Soft rock band Chicago once sang, “You bring meaning to my life, you’re my inspiration…” Sure, they were probably talking about some busty brunette; but hey, everyone’s different. The love of my life just so happens to be a pig.
I had been fantasizing about this particular pig since my co-teacher found out I was going to Jeju Island—the Hawaii of Korea—for my summer break. In true Korean fashion, she had stopped by the tourist office and picked up pamphlets, maps, and books to help me enjoy my stay.
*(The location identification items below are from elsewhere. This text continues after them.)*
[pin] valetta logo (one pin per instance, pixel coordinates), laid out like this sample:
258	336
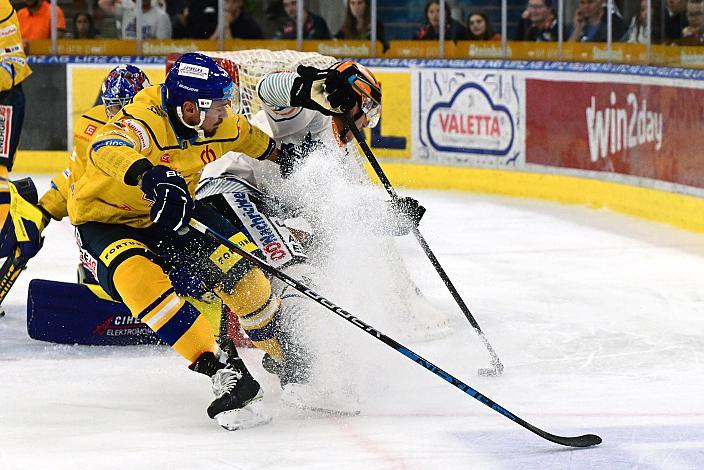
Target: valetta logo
471	123
613	129
121	325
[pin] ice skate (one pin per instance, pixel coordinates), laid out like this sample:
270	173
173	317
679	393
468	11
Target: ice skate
238	400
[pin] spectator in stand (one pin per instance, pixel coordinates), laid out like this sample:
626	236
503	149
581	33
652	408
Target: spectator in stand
590	23
314	26
538	22
638	28
83	27
693	33
155	22
480	28
454	30
357	23
35	20
239	23
675	19
199	20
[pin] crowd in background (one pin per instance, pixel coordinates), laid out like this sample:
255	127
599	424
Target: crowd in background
673	21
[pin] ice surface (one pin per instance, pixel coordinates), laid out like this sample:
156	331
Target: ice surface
598	318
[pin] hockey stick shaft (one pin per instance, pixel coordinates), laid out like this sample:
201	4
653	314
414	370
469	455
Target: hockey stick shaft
577	441
426	248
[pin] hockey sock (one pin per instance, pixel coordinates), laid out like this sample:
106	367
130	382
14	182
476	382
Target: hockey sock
257	308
I began flipping through the pages later that night, planning the trip: waterfalls, lava tubes, beaches, hiking. When suddenly, my eyes fell on a section marked, “A Taste of Jeju: Truly Authentic and Truly Appetizing.” Colorful, glossy pages full of raw seafood delicately placed next to artfully carved vegetables. A variation of fish stews and porridges. Buckwheat pancakes and local pheasant shabu shabu. And something called Heukdoeji—grilled slices of black pork.
“Indigenous Jeju black pork has long been one of the essential elements of energy and nutrition for the people of Jeju. Jeju grass-fed pork is renowned for its finely textured, light-colored meat and its abundance of high quality fatty acids. Don’t miss the opportunity to try the delectable grilled black pork.”
There was no way I was missing it.
Day one on Jeju Island, and all I could do was talk about pork. “We’ll check in to our hotel, put
down our luggage, maybe check out those waterfalls, then have that black pig dinner,” I told my traveling companion, Chris.
“You are a woman obsessed,” said Chris. “Do you know which restaurant you want to go to?”
“No, but I will,” I responded.
A few hours later, after viewing the beautiful foliage and meeting some new friends over beers, it was time to find the restaurant. “I’ll let my nose lead the way,” I said.
But as soon as we started walking, a team of soccer players with red faces and full bellies stumbled around the corner. They reeked of pig.
“I think we found our place!” I exclaimed.
We walked inside what looked like an abandoned log cabin, finding hundreds of people crammed around grills on wooden floors. Soju (Korea’s version of vodka) was being passed around tables. The smell of succulent pork permeated the air. Some old woman scurried over to an empty grill and signaled for us to come over.
It was time.
Seasoned with sesame oil and sea salt, grilled to perfection, wrapped in lettuce and dipped in hot pepper sauce. My mouth watered and I began to feel light-headed. “This is the most perfect food I have ever eaten,” I said, almost in tears.
Everyone nodded their heads, unable to speak.
“Would it be completely absurd to order another plate of pork?” asked my friend Chris, while scraping the grill for remnants of charred meat.
Our new friends called the waitress over, and ordered another plate. “To the Jeju black pig!” they cheered, raising their shots of soju. “To the Jeju black pig!”